Oh Yeah.  I remember it well.

I often thought;  "Wouldn't it be nice if there were pictures to go with the words?"

Silly boy!  That will never happen.   DUH


----------



## Goldfynche (Jul 17, 2016)

Weren't radios tiny in those days?


----------



## Falcon (Jul 17, 2016)

RIGHT  Goldfynche.  They were actually a piece of furniture.  Ha Ha


----------



## Butterfly (Jul 17, 2016)

I remember being enthralled by the stories on the radio.  And yes, they were great big pieces of furniture.


----------



## Ruthanne (Jul 17, 2016)

Pappy said:


> all you needed was a radio, a good action packed story and a whole lot of imagination?


My grandparents had a radio like that and I guess my father used to listen to it.  I think we had a nice large radio, too, but I was very young...the tv came along several years after I was born.


----------



## NancyNGA (Jul 17, 2016)

Ours had a short wave channel.  Didn't get much reception, but I used to run through that dial a lot when I was a kid.


----------



## Ken N Tx (Jul 18, 2016)

NancyNGA said:


> Ours had a short wave channel.  Didn't get much reception, but I used to run through that dial a lot when I was a kid.



If I placed the disl between stations, I would pick up police scans..


----------



## Ameriscot (Jul 18, 2016)

My grandmother had one of those big radios - it picked up lots of stations around the world.  

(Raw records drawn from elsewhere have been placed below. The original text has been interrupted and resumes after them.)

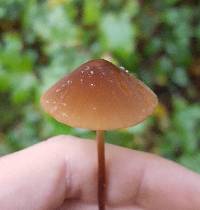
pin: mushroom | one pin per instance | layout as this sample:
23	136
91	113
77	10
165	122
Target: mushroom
99	96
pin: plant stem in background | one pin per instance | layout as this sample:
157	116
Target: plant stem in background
101	170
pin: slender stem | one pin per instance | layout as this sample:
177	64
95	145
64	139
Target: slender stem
101	170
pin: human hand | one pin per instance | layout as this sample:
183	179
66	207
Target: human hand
61	174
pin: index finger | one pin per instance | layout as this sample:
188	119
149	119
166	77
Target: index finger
64	169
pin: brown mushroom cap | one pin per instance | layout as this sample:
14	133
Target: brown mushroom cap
99	96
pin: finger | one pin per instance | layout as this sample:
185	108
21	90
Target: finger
45	175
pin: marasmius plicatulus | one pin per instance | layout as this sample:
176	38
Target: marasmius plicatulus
99	96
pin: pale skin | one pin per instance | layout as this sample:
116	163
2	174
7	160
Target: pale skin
61	174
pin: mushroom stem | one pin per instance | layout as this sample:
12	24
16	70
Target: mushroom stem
101	169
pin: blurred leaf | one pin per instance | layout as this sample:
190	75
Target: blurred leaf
91	12
112	38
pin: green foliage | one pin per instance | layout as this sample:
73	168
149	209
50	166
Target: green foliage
159	41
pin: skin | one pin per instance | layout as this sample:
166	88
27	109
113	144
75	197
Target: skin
61	174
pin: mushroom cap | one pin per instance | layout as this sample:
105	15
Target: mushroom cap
99	96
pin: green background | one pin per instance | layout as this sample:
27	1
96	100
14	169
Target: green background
159	41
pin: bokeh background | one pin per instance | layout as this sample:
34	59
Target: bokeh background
159	41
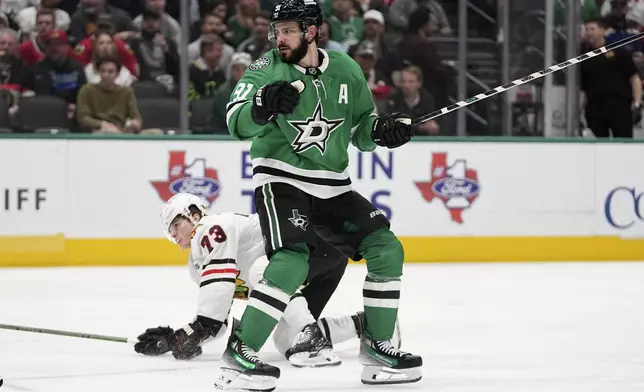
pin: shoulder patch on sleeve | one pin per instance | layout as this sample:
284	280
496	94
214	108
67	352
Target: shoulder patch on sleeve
194	231
260	63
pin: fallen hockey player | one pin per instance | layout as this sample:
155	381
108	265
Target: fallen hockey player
227	260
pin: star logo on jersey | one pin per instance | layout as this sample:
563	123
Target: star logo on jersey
314	132
194	177
298	220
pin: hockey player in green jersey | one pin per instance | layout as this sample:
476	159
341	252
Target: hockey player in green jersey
301	106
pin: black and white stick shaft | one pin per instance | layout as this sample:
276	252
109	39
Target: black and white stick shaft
529	78
68	333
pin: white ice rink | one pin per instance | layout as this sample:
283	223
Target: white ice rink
555	327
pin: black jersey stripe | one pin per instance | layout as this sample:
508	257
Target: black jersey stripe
310	180
219	261
218	280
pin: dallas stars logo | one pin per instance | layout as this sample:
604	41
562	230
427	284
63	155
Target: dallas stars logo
314	131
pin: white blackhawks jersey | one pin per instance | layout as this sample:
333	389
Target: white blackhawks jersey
227	259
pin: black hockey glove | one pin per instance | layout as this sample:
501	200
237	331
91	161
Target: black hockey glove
186	342
392	131
273	99
154	341
637	114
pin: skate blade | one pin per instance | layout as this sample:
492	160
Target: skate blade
323	358
378	375
232	380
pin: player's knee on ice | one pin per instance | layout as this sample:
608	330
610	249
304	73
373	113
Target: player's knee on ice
288	268
384	254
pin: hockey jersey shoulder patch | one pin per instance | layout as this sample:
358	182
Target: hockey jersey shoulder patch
260	63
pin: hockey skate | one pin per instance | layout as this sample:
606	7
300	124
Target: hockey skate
312	349
244	371
356	321
385	364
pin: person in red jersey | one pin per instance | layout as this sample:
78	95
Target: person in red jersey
33	50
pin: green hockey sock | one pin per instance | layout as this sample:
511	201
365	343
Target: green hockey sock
381	291
284	274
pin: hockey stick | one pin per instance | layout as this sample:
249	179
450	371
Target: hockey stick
529	78
68	333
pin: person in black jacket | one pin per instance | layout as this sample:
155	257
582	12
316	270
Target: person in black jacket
206	73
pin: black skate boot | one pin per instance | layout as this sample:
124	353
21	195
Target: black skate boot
358	320
244	371
385	364
312	349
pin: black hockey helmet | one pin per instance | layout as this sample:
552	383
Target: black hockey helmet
305	12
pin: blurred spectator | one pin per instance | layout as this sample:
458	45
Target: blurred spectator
206	74
636	12
401	10
106	48
238	65
157	54
8	41
169	26
220	9
366	56
57	74
323	38
258	44
212	24
416	49
374	29
32	50
378	5
345	28
10	9
27	18
611	89
12	78
619	27
241	24
106	107
131	7
84	50
324	41
84	20
412	99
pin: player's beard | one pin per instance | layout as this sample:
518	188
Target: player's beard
296	54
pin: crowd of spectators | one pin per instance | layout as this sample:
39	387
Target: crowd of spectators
102	65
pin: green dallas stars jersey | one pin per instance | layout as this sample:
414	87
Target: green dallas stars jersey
308	148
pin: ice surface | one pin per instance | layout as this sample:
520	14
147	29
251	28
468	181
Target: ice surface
551	327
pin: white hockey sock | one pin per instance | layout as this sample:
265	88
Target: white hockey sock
338	329
297	314
295	318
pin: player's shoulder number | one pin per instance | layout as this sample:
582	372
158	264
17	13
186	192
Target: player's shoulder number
242	91
215	235
260	63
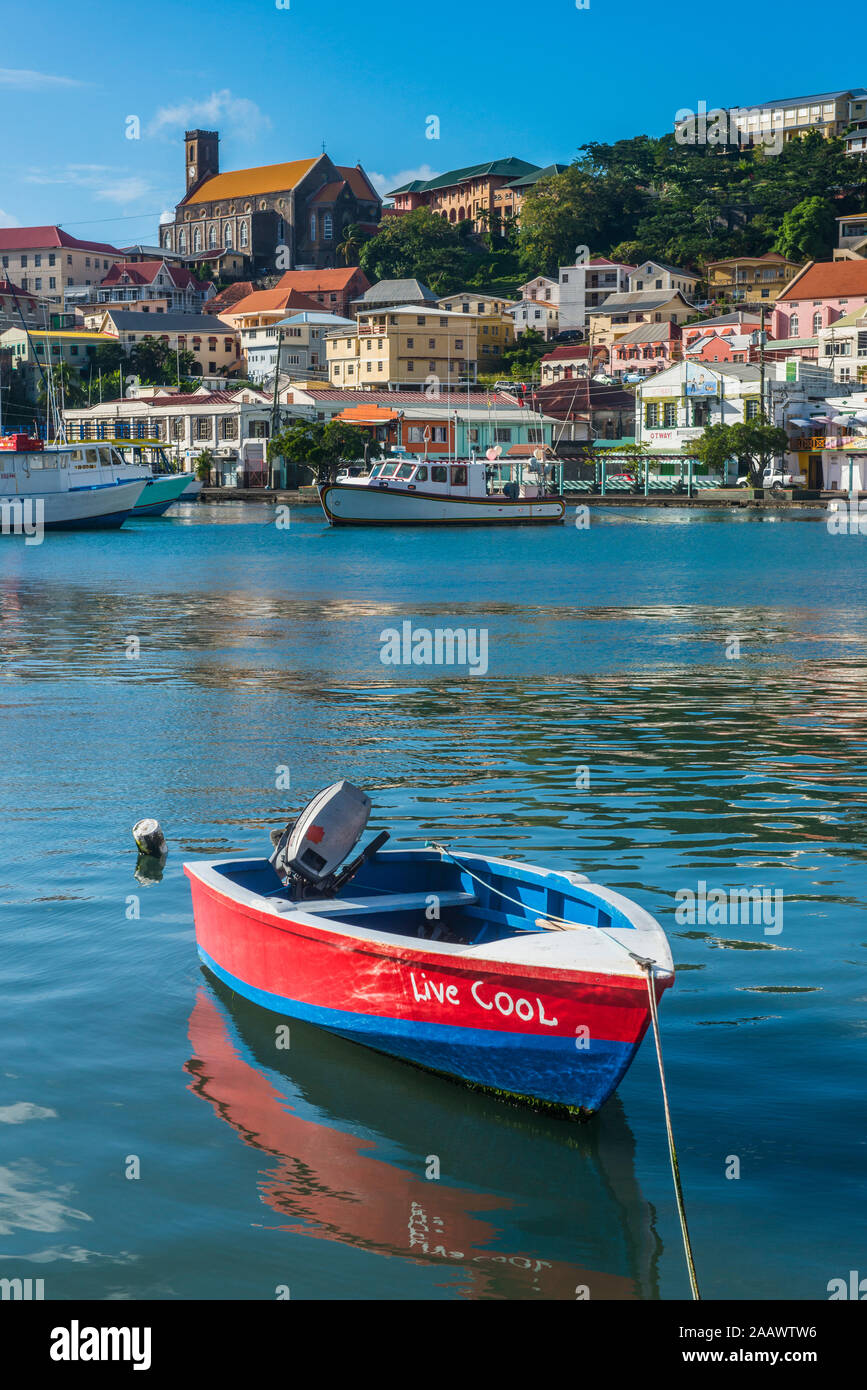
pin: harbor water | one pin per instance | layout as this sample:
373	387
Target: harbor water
670	701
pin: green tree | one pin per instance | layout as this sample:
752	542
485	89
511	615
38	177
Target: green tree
755	444
156	363
807	231
67	384
713	448
350	243
523	356
311	444
424	246
752	442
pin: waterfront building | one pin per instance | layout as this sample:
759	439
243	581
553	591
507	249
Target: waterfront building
279	216
406	346
820	293
185	424
675	406
467	423
589	410
587	285
466	193
47	262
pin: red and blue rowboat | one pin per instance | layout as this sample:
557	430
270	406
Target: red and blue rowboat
448	965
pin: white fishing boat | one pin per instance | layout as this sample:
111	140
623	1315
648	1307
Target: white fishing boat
167	483
53	487
441	492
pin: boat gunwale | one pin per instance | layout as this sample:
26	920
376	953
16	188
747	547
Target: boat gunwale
370	941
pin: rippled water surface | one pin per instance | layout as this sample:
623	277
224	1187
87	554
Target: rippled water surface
174	667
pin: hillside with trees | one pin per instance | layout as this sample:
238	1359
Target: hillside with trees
635	199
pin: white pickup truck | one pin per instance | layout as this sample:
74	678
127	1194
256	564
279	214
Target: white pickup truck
774	477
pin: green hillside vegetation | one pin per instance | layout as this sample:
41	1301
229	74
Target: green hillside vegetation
635	199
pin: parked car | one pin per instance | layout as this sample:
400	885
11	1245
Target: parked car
774	477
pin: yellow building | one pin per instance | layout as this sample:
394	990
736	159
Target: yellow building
405	346
750	280
493	323
71	346
47	262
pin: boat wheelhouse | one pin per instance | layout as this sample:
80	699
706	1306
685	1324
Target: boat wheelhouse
424	492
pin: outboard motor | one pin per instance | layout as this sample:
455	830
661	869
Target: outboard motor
309	852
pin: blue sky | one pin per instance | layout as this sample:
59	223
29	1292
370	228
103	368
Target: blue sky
507	78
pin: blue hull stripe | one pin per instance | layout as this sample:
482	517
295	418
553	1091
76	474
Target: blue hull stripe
110	521
524	1064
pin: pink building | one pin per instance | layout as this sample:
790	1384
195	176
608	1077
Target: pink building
646	348
821	293
714	346
723	325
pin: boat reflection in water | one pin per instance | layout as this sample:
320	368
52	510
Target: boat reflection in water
539	1208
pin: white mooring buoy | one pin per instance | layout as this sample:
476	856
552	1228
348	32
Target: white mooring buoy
149	838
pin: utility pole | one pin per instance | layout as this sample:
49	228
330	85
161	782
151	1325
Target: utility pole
275	399
762	412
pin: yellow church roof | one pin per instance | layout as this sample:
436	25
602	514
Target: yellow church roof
268	178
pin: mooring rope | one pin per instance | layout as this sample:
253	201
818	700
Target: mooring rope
648	966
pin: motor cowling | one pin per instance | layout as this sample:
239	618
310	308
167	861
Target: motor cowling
317	843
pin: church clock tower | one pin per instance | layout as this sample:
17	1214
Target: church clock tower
202	156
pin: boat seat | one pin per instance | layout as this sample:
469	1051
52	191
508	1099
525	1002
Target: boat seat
378	902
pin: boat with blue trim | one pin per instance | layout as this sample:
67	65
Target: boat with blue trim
416	491
56	488
524	980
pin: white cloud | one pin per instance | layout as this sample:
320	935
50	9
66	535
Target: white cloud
235	114
27	81
384	182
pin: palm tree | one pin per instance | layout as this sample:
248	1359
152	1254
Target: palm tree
350	245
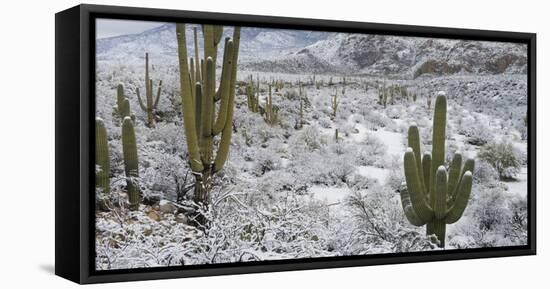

But radio stories were not part of my childhood.  We already had a tv when I was born in 52.


----------



## Capt Lightning (Jul 18, 2016)

We got our first radio set when I was 3 or 4.  I thought there were people living inside it - well, where else did the sound come from?  Later, I had my own 'crystal set'.  No batteries needed - just a long aerial.
I used to love listening to "Journey into space" - first broadcast in the late 1950'w when space travel of any sort was pure science fiction.  Recently I downloaded the 're-mastered'  series from Youtube as Mp3 and listen to it in the camper when we're on vacation.


----------



## debbie in seattle (Jul 18, 2016)

I remember my dad listening to Paul Harvey on the radio on Sunday mornings.   Fond memories and I have been an avid talk radio listener too.


----------



## happytime (Jul 26, 2016)

I remember my sisters listening to the love stories on the radio. Must have been very small because that's all I remember. Then my Mom an Dad got this huge TV
We had 3 channels to choose from, my brother an I could argue over what show to watch even then. Black n White an it went off at 2am I think with the flag waving
an America the Beautiful playing????correct me if I'm wrong. Much later years I had one in my room,still b&W, that was a big deal back then.


----------



## oldman (Jul 27, 2016)

Often times, I wish that TV was never invented. I don't remember much about just listening to the radio, except on Saturday nights when my Dad would turn on the Country Jubilee out of Wheeling, WV. It was much like the Grand Old Opry. Oh yeah, and also the Friday night fights before they were televised on TV.


----------